Double-digit losses were recorded at all points. They ranged from about 15 cents to nearly a dollar.
Despite the general trend toward slightly milder weather, icy precipitation was still in the weekend forecast for the southern Appalachians and parts of the Northeast, Midwest, Plains and upper West. The Midwest/Plains area actually would be just about as cold as it was around midweek, The Weather Channel said, with temperatures averaging 5 to 20 degrees below average through Monday.
Southern Natural Gas lifted the only remaining pipeline OFO in the East Friday, but MRT said it would be implementing an OFO-like constraint Sunday due to forecasts of colder weather in its service area (see Transportation Notes). In the West, on Friday Northwest was still under a Stage III Unauthorized Overrun Entitlement with 13% imbalance tolerance that was declared last Monday.
Tennessee had some good news for producers offshore southeastern Louisiana who have been hampered in hurricane recovery efforts by outages of processing plants in the area.
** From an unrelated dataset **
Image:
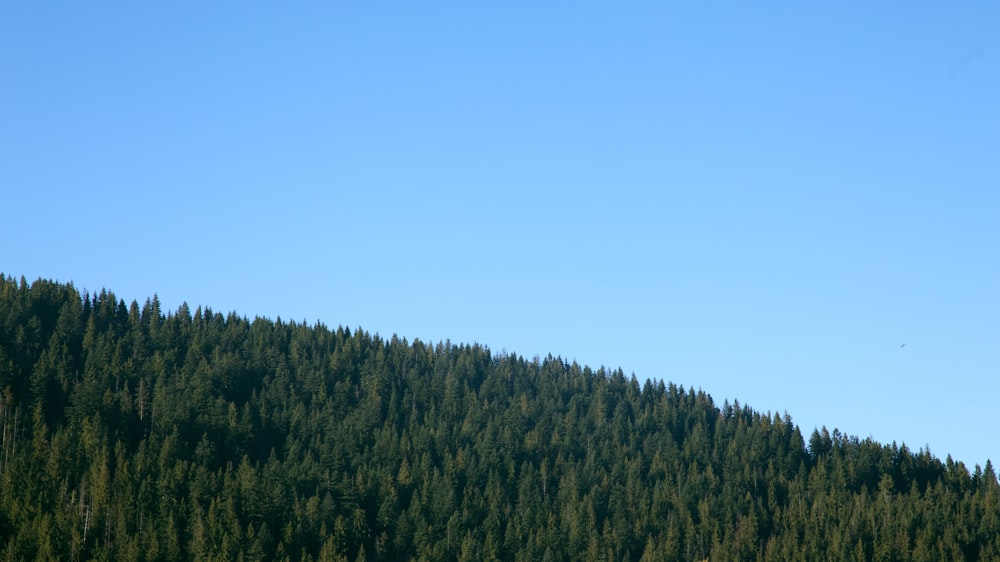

Tennessee reported being informed by Targa, operator of the Yscloskey Processing Plant, that installation of equipment at Yscloskey to allow up to 600 MMcf/d of processing may be completed this week.
Despite their major softness, Northeast quotes were rising toward the end of trading, as apparently some people perceived good buying opportunities in the third day of big citygate declines, a Houston-based marketer said. He reported seeing a weather forecast "that was looking pretty bearish" through the end of the month.
Weekend weather would be relatively moderate in most regions compared to early last week, the marketer continued, but new cold and snow are forecast for early this week in northern market areas. He found it difficult to make a call on whether cash prices would be able to mount a rally Monday, saying heating load will be going back up a little, but the screen had been very negative in its last three trading days.
A western source said the market appeared to be getting more sedate and quiet as last week went on, adding that he hopes it stays that way through the end of the month. He was aware of some people already trying to do January business because of plans for holiday vacations by many traders. San Juan Basin buyers were trying to find index-minus pricing, but the suppliers held back and virtually nothing was getting done late last week, he said. A lot of San Juan supply is already locked up in term commitments anyway, he said. The Southern California market is currently seeing a smidgen of heating load at night, but temperatures are "very nice during the day," he said.